Verified technical details are documented in the Huntr Vulnerability Report.
Detection Methods for CVE-2025-1451
Indicators of Compromise
- HTTP requests to lollms-webui upload endpoints with Content-Type: multipart/form-data headers containing boundary values longer than a few hundred bytes
- Boundary strings composed of repeated non-hyphen characters such as aaaa... or 4444...

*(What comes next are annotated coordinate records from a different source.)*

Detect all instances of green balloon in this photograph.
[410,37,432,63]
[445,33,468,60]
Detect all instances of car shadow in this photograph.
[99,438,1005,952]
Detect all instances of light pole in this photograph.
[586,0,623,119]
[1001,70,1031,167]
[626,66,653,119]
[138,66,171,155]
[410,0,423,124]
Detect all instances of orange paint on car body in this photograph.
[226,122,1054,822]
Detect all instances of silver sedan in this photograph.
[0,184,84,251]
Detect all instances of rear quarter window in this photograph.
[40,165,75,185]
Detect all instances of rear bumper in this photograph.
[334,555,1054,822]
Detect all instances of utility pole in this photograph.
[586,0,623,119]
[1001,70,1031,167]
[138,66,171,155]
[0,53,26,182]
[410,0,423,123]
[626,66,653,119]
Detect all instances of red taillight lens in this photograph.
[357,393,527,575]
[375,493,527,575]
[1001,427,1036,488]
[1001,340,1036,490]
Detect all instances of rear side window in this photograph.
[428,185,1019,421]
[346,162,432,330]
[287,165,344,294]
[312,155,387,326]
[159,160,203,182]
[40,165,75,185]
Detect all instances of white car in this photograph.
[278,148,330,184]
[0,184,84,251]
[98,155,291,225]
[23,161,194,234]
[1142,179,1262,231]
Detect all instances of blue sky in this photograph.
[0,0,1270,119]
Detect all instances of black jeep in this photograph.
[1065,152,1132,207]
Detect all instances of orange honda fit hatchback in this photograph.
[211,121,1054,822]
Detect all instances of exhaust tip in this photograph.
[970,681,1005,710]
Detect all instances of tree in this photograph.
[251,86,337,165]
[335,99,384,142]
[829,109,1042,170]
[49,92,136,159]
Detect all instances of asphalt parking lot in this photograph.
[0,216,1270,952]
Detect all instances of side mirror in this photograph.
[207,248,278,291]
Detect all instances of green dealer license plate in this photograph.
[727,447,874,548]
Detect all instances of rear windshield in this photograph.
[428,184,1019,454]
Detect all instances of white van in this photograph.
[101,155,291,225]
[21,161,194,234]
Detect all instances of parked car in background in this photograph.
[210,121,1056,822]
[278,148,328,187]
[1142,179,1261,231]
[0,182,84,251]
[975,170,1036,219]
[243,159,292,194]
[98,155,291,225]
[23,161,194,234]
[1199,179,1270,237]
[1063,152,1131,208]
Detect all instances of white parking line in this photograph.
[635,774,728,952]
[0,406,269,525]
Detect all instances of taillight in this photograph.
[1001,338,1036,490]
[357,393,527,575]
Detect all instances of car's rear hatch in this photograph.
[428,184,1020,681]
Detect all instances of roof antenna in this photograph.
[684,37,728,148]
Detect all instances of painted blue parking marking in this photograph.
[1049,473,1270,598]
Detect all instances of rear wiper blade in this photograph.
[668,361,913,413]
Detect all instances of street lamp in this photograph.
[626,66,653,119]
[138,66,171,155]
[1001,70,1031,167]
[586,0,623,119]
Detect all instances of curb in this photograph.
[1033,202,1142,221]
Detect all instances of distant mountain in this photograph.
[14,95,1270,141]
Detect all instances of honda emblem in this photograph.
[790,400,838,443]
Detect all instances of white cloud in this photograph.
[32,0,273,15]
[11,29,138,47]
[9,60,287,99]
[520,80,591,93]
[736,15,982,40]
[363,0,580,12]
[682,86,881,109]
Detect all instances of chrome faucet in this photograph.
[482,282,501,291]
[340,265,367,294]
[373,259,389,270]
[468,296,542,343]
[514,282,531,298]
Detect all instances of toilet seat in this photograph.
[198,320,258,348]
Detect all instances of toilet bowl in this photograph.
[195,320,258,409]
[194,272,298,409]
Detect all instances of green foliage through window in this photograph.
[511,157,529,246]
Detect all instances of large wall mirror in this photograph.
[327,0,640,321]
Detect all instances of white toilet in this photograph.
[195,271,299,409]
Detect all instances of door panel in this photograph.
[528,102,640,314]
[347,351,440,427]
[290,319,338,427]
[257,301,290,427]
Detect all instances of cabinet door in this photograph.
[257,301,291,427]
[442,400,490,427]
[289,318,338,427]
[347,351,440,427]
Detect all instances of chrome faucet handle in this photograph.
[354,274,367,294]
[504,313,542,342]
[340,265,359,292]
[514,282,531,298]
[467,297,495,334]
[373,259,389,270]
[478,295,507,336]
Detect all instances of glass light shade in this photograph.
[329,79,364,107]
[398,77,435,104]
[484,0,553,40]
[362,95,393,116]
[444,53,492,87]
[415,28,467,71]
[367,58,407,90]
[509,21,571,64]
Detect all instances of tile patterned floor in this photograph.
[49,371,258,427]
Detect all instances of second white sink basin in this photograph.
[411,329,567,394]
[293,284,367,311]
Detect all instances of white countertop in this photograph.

- Sudden spikes in CPU or memory utilization on the lollms-webui process correlated with inbound multipart POST traffic
- Web server timeouts, 5xx responses, or process restarts immediately following large multipart uploads
Detection Strategies
- Inspect web access logs and reverse proxy logs for abnormally large Content-Type header values targeting lollms-webui routes
- Deploy WAF or reverse proxy rules that flag multipart boundaries exceeding 70 characters, the practical RFC 2046 limit
- Correlate process resource metrics with HTTP request patterns to identify exhaustion events triggered by single clients
Monitoring Recommendations
- Enable verbose logging on the lollms-webui upload routes and forward events to a centralized log platform
- Track per-source-IP request rates and request header sizes on upload endpoints
- Alert on repeated parser exceptions or worker process terminations within the application logs
How to Mitigate CVE-2025-1451
Immediate Actions Required
- Restrict access to lollms-webui upload endpoints to trusted networks until an updated release is available
- Deploy a reverse proxy or WAF in front of lollms-webui that enforces a hard limit on Content-Type header length and total request size
- Monitor the upstream parisneo/lollms-webui repository for a follow-up patch that supersedes commit 483431bb with length-based validation
Patch Information
At the time of NVD publication, no vendor advisory URL is listed beyond the Huntr Vulnerability Report. The prior fix in commit 483431bb is insufficient because it blocks only hyphen characters. Operators should track the project repository and apply any release that introduces explicit boundary length validation conforming to RFC 2046.
Workarounds
- Terminate TLS at a reverse proxy such as nginx and set client_max_body_size and large_client_header_buffers to conservative values
- Reject multipart requests with boundaries longer than 70 bytes at the proxy layer using header inspection rules
- Apply per-IP rate limiting on upload endpoints to slow exhaustion attempts
- Run lollms-webui under a process manager that enforces memory limits and automatic restarts to reduce downtime during attempted exploitation
# Example nginx configuration to reject oversized multipart boundaries
http {
# Cap overall request size
client_max_body_size 25m;
# Limit header buffer allocation
large_client_header_buffers 4 8k;
map $http_content_type $bad_boundary {
default 0;
"~*boundary=[^;]{71,}" 1;
}
server {
listen 443 ssl;
location /upload {
if ($bad_boundary) { return 400; }
limit_req zone=uploads burst=5 nodelay;
proxy_pass http://lollms_backend;
}
}
}
Disclaimer: This content was generated using AI. While we strive for accuracy, please verify critical information with official sources.